The Case of the Phantom Sample

It all began with a routine check-up. Dr. Billingsgate, suggested a urine test, just to be thorough, he said. “Pop the sample in the blue box on your way out,” he chirped, already halfway out the door. I obliged, carefully labeling the jar.

A week later, I called for results.

“Ah,” said the receptionist, her tone drier than a nutter’s knick-knacks, and a pause too short to be human. “Seems we’ve… misplaced it. Could you do another?”

I did. This time, I drew a tiny frowny face on the label.

Two weeks passed. No word. When I phoned, the receptionist sighed. “The fridge broke. Samples thawed. Unusable.”

“It was urine,” I said. “Why you freezing it?”

Third attempt. I hand-delivered the sample to Dr. Billingsgate himself, staring him dead in the eye as I placed it on his desk. “Guard this with your life,” I said, with a flourish of my own.

Of course, when I returned, it was gone.

“Power outage” he declared, palms up. “Backup generator failed. Priority was the vaccines, you understand.”

“Vaccines don’t evaporate,” I muttered, “they’re aqueous and in sealed containers.” Even though that made no sense.

By the fifth attempt, I’d started to suspect a conspiracy. I smuggled the sample in via decoy coffee cup, ninja-rolled past reception, and deposited it directly into the hands of a startled lab tech.

The next day, the receptionist left a voicemail: “We’ve, er… had a bit of a seagull situation. Flew in through the window. Very chaotic. Your sample’s… well, it’s in the North Sea.”

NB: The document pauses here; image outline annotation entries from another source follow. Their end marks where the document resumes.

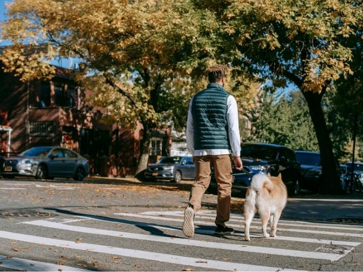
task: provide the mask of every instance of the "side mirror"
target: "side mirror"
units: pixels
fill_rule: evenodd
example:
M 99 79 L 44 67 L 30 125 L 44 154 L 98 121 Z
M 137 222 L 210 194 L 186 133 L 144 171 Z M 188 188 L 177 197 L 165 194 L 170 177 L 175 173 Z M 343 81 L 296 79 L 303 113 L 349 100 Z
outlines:
M 58 158 L 58 155 L 52 153 L 51 154 L 49 155 L 48 157 L 51 160 L 53 160 L 54 158 Z

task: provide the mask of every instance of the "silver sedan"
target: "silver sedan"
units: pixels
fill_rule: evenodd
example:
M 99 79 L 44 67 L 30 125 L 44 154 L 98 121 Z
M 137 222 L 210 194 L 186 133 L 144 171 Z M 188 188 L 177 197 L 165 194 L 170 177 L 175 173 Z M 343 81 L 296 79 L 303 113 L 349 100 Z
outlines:
M 74 151 L 58 147 L 34 147 L 19 156 L 5 159 L 4 177 L 24 175 L 41 179 L 67 177 L 82 180 L 89 173 L 87 159 Z

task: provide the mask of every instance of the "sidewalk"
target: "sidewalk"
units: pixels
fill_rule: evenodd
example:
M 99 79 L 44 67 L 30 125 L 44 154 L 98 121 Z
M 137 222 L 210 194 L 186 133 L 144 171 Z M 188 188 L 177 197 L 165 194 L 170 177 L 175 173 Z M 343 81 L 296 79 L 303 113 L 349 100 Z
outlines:
M 306 196 L 289 198 L 284 218 L 363 224 L 362 194 Z

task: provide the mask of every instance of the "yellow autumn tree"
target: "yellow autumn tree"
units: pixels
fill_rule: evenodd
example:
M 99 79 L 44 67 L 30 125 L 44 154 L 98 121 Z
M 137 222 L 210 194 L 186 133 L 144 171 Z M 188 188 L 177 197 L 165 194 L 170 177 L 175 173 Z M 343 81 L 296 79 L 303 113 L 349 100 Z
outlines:
M 78 78 L 96 91 L 95 103 L 116 119 L 142 124 L 138 173 L 147 166 L 153 131 L 170 120 L 183 126 L 196 81 L 215 61 L 220 23 L 195 4 L 14 0 L 0 35 L 11 45 L 0 60 L 26 81 L 51 77 L 54 58 L 79 59 Z

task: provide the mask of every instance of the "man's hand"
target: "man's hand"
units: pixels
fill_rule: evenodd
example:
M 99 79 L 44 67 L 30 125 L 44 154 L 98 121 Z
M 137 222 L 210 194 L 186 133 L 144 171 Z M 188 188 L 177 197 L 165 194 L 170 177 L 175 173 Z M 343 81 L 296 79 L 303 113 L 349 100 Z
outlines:
M 240 157 L 235 157 L 233 159 L 233 162 L 234 165 L 236 167 L 236 170 L 242 170 L 243 165 L 242 164 L 242 160 L 240 159 Z

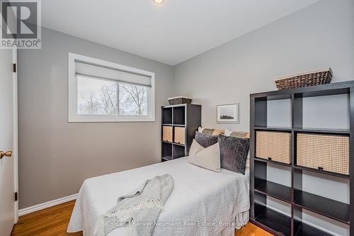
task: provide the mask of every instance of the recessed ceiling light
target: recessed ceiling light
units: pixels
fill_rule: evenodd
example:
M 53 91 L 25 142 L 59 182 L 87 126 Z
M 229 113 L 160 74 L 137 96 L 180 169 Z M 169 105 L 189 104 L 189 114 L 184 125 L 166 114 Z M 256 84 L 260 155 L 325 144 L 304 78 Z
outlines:
M 152 0 L 156 4 L 162 4 L 165 0 Z

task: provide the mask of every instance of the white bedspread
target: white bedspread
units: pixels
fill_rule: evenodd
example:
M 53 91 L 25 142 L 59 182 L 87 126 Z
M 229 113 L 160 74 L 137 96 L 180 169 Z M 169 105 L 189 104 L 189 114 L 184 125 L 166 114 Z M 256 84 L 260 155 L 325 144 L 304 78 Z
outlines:
M 166 173 L 173 177 L 174 189 L 160 214 L 161 226 L 155 227 L 154 236 L 216 236 L 225 223 L 249 210 L 248 173 L 213 172 L 189 164 L 183 157 L 85 180 L 68 232 L 83 230 L 85 236 L 93 235 L 96 219 L 115 206 L 119 196 Z M 125 235 L 124 230 L 120 227 L 108 235 Z

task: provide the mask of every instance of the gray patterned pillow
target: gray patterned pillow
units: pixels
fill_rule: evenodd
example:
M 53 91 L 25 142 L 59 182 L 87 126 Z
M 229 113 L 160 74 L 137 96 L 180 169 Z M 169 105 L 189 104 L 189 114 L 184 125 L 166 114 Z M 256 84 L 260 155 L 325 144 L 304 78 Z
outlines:
M 195 141 L 202 147 L 207 148 L 217 142 L 217 136 L 195 131 Z
M 222 168 L 244 174 L 249 150 L 249 139 L 218 136 Z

I stormed into the clinic, ready to declare war. The receptionist blinked at me.

“Look,” I said. “Is this a secret experiment?” I turned to my mate Marmite “Are they building a urine-powered rocket?”

Dr. Billingsgate shuffled out, clutching a clipboard. “Just your luck.”

“My luck?” I was confused. Marmite whispered, “At this rate, you’ll be dead before they figure out you’ve got a biotin deliciousness.”

That’s when I saw it. Behind him, in the staff break room, a shelf lined with labeled jars… each repurposed as a vase for watercress.

“You’re taking the piss” I said as I walked away from another British institution being sold off to bidders with gold-lined fists.